Fragment Society
- Formation: December 22, 1812; 212 years ago
- Founded at: Boston, Massachusetts
- Type: Charitable Society
- Purpose: Provide clothing and layettes to needy members of the greater Boston area community.
- Website: www.fragmentsociety.org

= Fragment Society =

American nonprofit organization

The Fragment Society is a charitable women's society, founded in 1812 in Boston and incorporated in 1816.

==Mission and history==
The members of the Fragment Society make and buy clothing to be given to those in need. It is one of the oldest continuously-operating sewing circles in the United States, and the oldest continuous sewing circle in Boston. The first meeting of the Fragment Society was held on October 19, 1812, and the constitution of the organization was adopted during their second meeting, held October 22 of that same year. There were eleven original members of the Fragment Society, six single women and five married women. They chose their name from the parable of Jesus feeding the multitude with loaves of bread and fish, in which Jesus reminds his disciples to leave nothing behind, “to gather up the fragments that remained, that nothing be lost.” Their original aim was to meet the increasing needs of the widows and orphans quickly cropping up in the wake of the War of 1812. Shortly after the founding meetings, the founders of the Society recruited four hundred other members from Boston's leading families, many of whom joined as family groups. In the first year of operation, at least 506 requests for assistance were answered by the Society. Since the beginning, the Fragment Society has been particularly concerned with pregnant women, and adopted the practice of creating layettes for needy mothers.
The Fragment Society was incorporated by the Commonwealth of Massachusetts in 1816. The society celebrated their bicentennial in October 2012.

==Current activities==
The Fragment Society purchases the clothes that they give away as donations, with the exception of layettes, which members sew at meetings. They have been known to occasionally give aid in the form of scholarships or fundraising, but only very rarely. Their charitable efforts are mostly focused on the greater Boston area, but in times of national emergency, their aid work has been more widespread.

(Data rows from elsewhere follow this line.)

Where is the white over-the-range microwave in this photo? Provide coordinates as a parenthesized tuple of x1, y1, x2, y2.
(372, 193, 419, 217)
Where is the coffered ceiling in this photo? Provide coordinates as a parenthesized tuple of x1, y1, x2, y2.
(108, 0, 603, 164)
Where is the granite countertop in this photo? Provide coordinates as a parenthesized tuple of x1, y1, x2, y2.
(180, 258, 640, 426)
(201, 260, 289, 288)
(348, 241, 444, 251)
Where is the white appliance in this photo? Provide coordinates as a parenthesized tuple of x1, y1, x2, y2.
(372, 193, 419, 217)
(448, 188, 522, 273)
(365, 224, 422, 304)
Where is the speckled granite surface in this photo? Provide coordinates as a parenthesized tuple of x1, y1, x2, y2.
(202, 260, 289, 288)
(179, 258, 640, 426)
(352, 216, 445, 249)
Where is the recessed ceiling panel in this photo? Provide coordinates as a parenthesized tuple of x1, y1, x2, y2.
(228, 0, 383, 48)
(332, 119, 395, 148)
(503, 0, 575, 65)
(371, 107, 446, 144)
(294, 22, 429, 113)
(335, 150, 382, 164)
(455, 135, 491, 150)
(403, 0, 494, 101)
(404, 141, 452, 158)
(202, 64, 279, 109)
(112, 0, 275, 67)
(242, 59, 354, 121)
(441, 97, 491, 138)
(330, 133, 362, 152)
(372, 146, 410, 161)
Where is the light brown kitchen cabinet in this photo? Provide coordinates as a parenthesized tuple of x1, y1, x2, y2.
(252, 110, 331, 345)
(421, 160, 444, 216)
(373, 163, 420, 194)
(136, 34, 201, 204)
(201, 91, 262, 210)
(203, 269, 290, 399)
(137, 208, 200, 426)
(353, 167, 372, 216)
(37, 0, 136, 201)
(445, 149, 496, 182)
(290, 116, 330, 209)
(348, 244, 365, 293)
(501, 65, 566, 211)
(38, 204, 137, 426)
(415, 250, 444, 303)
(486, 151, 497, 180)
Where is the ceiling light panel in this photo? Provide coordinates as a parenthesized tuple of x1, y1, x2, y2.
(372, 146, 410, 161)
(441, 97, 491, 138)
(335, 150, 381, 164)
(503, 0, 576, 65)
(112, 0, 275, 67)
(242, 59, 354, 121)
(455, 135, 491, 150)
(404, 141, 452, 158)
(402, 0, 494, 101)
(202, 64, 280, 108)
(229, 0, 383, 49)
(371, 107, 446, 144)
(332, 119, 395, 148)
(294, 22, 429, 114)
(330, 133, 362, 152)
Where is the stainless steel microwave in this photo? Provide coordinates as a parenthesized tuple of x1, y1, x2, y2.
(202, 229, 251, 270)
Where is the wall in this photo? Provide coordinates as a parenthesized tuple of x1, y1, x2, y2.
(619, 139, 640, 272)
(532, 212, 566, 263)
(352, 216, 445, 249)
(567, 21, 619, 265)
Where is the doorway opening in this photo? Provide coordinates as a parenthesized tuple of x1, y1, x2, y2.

Membership in the Fragment Society is relatively limited, and the organization usually consists of about 200 dues-paying members, many of whom are the descendants of past members. The dues paid by members go towards the Society's permanent fund, the interest of which funds much of the Society's charity work. The administration of the Society consists of a president, vice president, secretary, treasurer, and a board of managers. There are five meetings a year.